Green Deal, We are still completing and issuing Assessments
The Green Deal was the largest home improvement programme since World War II. It was the government’s flagship energy policy and was designed to transform the energy efficiency and sustainability of the UK’s ageing building stock. As part of the 2011 Energy Act, the initiative aimed to make millions of homes and businesses across Britain more energy efficient. Due to the suspension of the governments funding provision the green deal aspect of energy saving measures is now awaiting change.
As one of the government’s official Green Deal Advisors, we will endeavour to work to make sustainable economic energy available to everyone. This means keeping up to date with changes to funding opportunities – and understanding how to optimise them.
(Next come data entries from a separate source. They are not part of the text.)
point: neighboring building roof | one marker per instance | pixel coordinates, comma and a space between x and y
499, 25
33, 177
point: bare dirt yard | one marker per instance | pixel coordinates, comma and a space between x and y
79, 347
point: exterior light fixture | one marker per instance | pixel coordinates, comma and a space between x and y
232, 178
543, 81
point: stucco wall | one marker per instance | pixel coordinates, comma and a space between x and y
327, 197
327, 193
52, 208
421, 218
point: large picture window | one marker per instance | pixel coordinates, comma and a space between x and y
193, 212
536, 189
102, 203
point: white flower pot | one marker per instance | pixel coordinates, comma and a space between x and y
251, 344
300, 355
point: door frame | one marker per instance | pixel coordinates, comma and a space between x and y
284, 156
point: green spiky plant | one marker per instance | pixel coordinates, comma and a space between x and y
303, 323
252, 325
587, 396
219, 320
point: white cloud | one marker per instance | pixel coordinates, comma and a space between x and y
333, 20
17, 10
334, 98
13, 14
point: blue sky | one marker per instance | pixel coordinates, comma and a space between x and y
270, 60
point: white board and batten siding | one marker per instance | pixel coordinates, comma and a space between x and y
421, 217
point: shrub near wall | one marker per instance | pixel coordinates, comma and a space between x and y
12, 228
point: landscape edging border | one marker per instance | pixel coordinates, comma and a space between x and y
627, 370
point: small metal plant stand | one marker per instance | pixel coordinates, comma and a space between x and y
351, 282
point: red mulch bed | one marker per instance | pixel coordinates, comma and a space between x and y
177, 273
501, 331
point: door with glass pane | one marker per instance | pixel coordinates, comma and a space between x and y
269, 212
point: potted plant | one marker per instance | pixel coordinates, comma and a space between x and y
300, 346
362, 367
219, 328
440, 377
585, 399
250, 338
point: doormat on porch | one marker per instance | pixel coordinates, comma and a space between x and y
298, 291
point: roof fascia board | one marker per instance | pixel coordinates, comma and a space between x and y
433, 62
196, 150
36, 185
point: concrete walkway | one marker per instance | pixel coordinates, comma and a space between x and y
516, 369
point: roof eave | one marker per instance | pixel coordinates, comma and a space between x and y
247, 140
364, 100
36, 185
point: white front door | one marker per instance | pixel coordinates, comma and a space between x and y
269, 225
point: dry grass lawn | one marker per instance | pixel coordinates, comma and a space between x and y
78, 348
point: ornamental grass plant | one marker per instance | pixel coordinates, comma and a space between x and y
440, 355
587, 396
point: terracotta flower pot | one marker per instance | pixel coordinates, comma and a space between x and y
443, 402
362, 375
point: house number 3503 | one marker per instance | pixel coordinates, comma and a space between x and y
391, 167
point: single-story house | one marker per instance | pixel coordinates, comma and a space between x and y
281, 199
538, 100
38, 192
The Green Deal offered property owners a range of energy-efficient building improvements, with the opportunity to pay for the work over time through savings made in energy bills. The Green Deal was good for the government, good for the planet and, most importantly, good for you. Unfortunately due to the government making changes to the system this is no longer available, We await developments at this time.
Energy Performance Certificates
A typical EPC will contain the following information:-
- A property’s energy use and yearly energy cost.
Recommendations about how to reduce energy use and save money
- An energy efficiency rating is graded from A (most efficient) to G (least efficient) and is valid for 10 years.
- The ‘A’ rating on the certificate (Dark green) is highly efficient
The ‘G’ rating on the certificate (Red) is low efficiency
Most homes acheive around a grade D,and this is the average, but the home involved still wastes valuable energy and needless expense.
Certificates also contain recommendations on where you could make improvements and save cost.
Energy Performance Certificates look similar to the EU Energy Labels you see on electrical appliances, such as fridges and washing machines.
While EPCs are indicative of the rating scale, and relate to the financial implications of that scale when it comes to selling the home, it also contains plenty of other information designed to help make the home ‘greener’.
- This information includes estimates of the yearly energy cost that the property potentially will use,
- Carbon dioxide emissions;
- Fuel costs;
- Details of the person who carried out the assessment;
- Who to contact for complaints.
- Using the information contained in the certificate, one can assess the impact of energy-saving upgrades that can be applied to the property to save money.
Shurely it makes perfect sense to save money, after all, in these times of austerity money is better in ones own pocket not the energy companies.